Submitted to: Maize Genetics Cooperation Newsletter
Publication Type: Research Notes
Publication Acceptance Date: 3/11/1999
Publication Date: N/A
Citation: N/A

Interpretive Summary: Plants produce anthocyanins, which are important components in a plants defense mechanism and provide many of the lovely red and purple colors found in flowers and fruits. In order to manipulate the production of anthocyanins for agricultural purposes, it is important to understand the biochemical processes and the genes responsible for the anthocyanin biochemical pathway. The first biochemical step involves the enzyme chalcone synthase (CHS) which, in maize, is produced by two genes. One of these CHS genes is controlled by a second gene called Intensifier (In). In order to understand how this regulation works a mutation of the In gene (In-D) was analysed using molecular biology techniques. This analysis showed that the In-D mutation is vastly different to the normal gene in many aspects (gene structure and expression) and provides useful insights on how In might regulate CHS production.

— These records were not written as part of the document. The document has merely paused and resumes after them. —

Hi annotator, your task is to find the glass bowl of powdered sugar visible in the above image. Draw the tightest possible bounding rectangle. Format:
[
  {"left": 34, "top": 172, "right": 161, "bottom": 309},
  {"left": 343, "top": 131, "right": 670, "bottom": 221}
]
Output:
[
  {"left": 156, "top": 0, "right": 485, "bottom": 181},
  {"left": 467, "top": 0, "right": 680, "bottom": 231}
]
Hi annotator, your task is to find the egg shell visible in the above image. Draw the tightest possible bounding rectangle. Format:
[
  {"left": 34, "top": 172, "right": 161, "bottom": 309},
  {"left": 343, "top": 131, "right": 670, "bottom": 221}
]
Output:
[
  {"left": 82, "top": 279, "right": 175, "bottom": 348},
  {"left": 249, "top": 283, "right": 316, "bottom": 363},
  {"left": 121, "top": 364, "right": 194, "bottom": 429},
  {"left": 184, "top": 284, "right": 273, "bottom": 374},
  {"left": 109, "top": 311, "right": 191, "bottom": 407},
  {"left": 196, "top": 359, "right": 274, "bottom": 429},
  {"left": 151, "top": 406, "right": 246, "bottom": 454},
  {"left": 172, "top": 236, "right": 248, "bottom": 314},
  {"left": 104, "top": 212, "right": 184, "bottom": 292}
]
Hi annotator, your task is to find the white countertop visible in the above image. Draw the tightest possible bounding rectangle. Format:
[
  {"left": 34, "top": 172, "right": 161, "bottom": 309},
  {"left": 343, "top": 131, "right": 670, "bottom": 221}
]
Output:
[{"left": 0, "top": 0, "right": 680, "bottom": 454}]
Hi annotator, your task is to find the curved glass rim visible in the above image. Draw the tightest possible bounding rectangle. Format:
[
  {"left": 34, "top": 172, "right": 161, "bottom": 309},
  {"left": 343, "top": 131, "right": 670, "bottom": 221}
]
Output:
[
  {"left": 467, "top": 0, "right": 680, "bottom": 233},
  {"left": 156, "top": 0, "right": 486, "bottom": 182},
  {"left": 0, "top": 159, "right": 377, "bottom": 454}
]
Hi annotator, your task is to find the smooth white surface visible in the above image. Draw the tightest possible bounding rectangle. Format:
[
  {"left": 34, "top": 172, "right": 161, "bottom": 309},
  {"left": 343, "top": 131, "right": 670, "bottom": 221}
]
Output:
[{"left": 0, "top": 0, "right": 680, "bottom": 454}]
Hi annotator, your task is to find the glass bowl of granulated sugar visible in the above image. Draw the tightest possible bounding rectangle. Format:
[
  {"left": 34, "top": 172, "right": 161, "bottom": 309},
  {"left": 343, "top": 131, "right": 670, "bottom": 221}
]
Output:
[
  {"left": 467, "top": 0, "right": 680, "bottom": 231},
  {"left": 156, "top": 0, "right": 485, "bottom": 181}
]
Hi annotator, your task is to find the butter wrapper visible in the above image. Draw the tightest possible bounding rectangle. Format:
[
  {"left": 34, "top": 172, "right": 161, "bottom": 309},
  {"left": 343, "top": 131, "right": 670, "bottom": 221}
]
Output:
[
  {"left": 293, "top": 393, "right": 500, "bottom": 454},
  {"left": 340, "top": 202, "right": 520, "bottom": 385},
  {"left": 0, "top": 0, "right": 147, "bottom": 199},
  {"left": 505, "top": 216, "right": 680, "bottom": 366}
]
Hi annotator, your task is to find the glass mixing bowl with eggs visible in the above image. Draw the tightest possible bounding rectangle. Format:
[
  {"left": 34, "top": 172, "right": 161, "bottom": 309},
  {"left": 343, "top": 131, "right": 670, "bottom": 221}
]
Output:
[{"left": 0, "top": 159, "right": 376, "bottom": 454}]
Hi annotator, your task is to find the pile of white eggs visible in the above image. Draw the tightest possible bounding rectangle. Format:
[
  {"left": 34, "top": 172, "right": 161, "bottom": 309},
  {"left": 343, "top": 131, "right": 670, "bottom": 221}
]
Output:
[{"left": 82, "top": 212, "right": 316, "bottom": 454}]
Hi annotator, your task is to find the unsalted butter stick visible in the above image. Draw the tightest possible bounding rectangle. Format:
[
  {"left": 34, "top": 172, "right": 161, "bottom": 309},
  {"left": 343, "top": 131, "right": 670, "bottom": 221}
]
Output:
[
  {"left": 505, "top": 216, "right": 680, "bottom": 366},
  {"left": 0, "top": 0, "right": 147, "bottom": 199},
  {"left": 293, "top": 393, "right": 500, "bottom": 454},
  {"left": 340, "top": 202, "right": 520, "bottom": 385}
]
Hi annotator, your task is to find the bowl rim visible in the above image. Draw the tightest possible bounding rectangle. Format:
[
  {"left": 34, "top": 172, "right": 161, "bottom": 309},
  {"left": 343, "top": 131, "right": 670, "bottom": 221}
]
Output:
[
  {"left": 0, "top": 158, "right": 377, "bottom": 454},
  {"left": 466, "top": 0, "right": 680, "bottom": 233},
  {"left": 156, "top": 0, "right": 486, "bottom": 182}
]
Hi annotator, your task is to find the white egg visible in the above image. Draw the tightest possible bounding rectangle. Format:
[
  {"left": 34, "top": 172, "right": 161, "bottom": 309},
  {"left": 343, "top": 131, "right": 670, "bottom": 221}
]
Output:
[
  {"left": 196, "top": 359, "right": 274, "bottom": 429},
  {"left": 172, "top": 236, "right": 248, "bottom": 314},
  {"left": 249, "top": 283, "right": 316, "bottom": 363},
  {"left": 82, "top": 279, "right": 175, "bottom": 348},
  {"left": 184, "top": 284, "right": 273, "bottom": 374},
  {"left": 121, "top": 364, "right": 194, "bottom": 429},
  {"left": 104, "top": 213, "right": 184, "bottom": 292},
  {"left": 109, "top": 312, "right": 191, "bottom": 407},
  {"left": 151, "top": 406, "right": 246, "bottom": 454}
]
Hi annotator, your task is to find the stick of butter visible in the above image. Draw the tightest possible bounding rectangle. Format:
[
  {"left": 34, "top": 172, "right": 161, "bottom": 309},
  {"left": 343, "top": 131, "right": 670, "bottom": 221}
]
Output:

Technical Abstract: The C2 and White-pollen (Whp) loci both encode for chalcone synthase (CHS). In the aleurone tissue, the Intensifier locus (In) regulates the production of CHS coming from the Whp locus. Kernels that are in/in allow CHS to be produced from Whp locus, while CHS production from Whp is inhibited in In/(In or in) kernels. In encodes for a myc-related protein, thus indicating In may act as a suppresser of transcription. In order to elicit the regulatory function of In, we began an investigation of In-D. In-D is a semi-dominant mutation of In that inhibits overall production of anthocyanins in the aleurone tissue. Genomic and sequence analysis of In-D uncovered significant differences between the two loci, it appears that In-D consists of two complete, but structurally different, copies of the wild-type allele. Major differences between the duplicated copies in introns 3, 5, 6 and 7 were detected. A large number of cDNAs were isolated from In-D kernels. Sequence analysis of these clones shows, as in the case of In, that In-D exhibits missplicing. The missplicing patterns between the two alleles are very similar except for intron 2. In-D also exhibits premature polyadenlation in intron 2. Northern and Western analysis demonstrate that In-D is expressed at significantly higher levels when compared to In, and that total CHS production is inhibited or delayed.